多面体の体積は、
「その立体をどう捉えるか」
によって簡単に求められたり、逆に面倒になったりします。
世の中の出来事を、
「多様な面から捉える力」
を養うためにも、このような初等幾何への取り組みも一つの訓練になるでしょう。
下記は、今年のある高校の入試問題です。
高校受験生ならではの解き方もありますが、小学生でも解ける方法がありますね。
(※「錐体の体積」や「各種四角形の面積」を求められる小学生ならば可能。
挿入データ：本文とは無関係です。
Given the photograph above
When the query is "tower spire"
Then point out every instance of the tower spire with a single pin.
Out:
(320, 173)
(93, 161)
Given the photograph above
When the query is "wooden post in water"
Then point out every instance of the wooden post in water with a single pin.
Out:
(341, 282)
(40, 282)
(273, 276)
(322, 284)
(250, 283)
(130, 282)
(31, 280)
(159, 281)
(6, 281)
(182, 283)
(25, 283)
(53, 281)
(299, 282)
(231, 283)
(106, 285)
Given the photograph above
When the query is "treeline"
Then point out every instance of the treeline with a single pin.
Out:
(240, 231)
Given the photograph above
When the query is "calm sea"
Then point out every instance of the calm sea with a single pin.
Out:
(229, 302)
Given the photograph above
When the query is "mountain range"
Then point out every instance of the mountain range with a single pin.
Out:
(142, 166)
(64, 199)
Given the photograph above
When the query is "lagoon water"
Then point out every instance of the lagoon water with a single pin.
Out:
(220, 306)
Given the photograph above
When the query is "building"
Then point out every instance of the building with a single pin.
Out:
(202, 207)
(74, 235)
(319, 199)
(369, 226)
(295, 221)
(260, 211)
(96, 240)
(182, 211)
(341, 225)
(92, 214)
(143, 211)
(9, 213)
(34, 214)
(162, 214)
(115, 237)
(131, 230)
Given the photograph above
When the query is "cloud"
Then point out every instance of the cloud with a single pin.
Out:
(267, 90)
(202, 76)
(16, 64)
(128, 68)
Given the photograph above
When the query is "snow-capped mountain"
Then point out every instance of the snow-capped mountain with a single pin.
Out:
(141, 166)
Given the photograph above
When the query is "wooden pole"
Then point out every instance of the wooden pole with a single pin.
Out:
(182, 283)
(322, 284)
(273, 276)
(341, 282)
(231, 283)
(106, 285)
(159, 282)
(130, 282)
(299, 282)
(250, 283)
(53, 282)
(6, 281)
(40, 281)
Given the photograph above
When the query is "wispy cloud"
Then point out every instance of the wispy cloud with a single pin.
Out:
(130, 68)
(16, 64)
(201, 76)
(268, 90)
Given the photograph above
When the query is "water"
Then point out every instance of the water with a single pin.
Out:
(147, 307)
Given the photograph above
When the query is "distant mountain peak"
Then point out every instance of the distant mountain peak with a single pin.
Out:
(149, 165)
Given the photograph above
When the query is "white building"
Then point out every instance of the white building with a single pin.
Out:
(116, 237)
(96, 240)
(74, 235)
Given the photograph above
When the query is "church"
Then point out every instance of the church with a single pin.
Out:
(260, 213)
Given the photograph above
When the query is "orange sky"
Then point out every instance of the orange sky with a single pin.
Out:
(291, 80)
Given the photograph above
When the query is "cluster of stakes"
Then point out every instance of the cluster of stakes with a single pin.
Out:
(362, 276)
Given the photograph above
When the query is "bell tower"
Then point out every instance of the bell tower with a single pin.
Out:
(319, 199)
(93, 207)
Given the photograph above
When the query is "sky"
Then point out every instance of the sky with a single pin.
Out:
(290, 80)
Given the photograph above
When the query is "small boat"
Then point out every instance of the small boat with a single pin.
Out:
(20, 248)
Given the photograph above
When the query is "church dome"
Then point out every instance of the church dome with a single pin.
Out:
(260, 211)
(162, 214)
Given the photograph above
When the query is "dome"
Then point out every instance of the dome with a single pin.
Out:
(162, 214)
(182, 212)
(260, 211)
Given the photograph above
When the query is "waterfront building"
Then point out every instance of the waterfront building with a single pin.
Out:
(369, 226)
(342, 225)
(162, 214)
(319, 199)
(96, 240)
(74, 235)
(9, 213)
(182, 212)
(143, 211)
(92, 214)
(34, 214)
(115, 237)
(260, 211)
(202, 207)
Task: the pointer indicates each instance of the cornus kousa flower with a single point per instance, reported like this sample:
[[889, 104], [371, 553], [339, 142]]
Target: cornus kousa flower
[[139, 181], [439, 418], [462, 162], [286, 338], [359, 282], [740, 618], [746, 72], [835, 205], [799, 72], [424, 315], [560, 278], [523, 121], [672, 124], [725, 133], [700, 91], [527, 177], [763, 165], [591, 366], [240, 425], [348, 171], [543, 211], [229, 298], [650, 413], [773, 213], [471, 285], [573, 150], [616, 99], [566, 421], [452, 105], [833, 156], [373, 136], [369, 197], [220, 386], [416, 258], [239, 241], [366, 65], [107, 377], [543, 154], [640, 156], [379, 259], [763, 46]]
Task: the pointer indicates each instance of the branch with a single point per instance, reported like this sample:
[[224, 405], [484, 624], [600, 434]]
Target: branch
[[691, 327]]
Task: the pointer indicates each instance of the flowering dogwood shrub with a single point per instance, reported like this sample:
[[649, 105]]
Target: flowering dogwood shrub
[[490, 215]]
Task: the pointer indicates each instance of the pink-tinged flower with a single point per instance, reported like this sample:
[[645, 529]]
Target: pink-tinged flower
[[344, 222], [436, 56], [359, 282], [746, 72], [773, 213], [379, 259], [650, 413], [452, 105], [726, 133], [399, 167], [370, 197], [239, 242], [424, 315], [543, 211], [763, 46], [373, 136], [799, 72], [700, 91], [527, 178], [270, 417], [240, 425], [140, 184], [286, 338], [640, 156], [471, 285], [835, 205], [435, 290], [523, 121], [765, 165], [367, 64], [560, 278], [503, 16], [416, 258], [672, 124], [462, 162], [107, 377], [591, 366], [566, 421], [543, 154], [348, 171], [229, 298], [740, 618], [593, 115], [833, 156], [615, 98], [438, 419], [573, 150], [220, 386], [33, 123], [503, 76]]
)
【問題】
1辺4の立方体ABCD-EFGHがある。
辺EF上にEP=1となる点Pをとり、
辺BC,CD,GH,FGのそれぞれの中点をQ,R,S,Tとする。
このとき、五面体PQRSTの体積を求めよ。
(答え;40/3)
【解説】
まずは、「高校受験生用の基本解法」から。
この五面体を、
「四角錐P-QRST」
と捉えるのが正攻法でしょう。
「面QRST⊥面ACGE」
であることから、
「点Pから面QRSTまでの距離(=5√2/2)
は簡単に求められますね。
∴2√2×4×5√2/2×1/3=40/3
一方小学生は、そもそも、
「線分QRの長さ」
を求めることができないので、
「四角錐P-QRST」
と捉えたとしても体積を求めることができませんね。
そこで、
「辺AB上にAU=1となる点U」
をとると、
「三角柱UQR-PTS」
の体積は求めることができますね。
また、
「三角錐P-UQR」
の体積も求めることができるので、
「五面体PQRSTの体積」
は、
「(三角柱UQR-PTS)-(三角錐P-UQR)」
で求められますが、
「(三角柱UQR-PTS)×2/3」
で一発で求められるようにしましょう。
さて、再び「高校受験生用の解法」に戻ると、
“断頭三角柱”
としてこの五面体を捉えることができれば、もっと早く解けますね。
つまり、
「△PTS×(4+4+0)/3」
ですね。
※
「五面体」には他に、
「三角柱」、
「三角錐から三角錐を切り落とした立体」
がありますね。
後者の体積に関しては、“体積比”で求めるのが簡単ですね。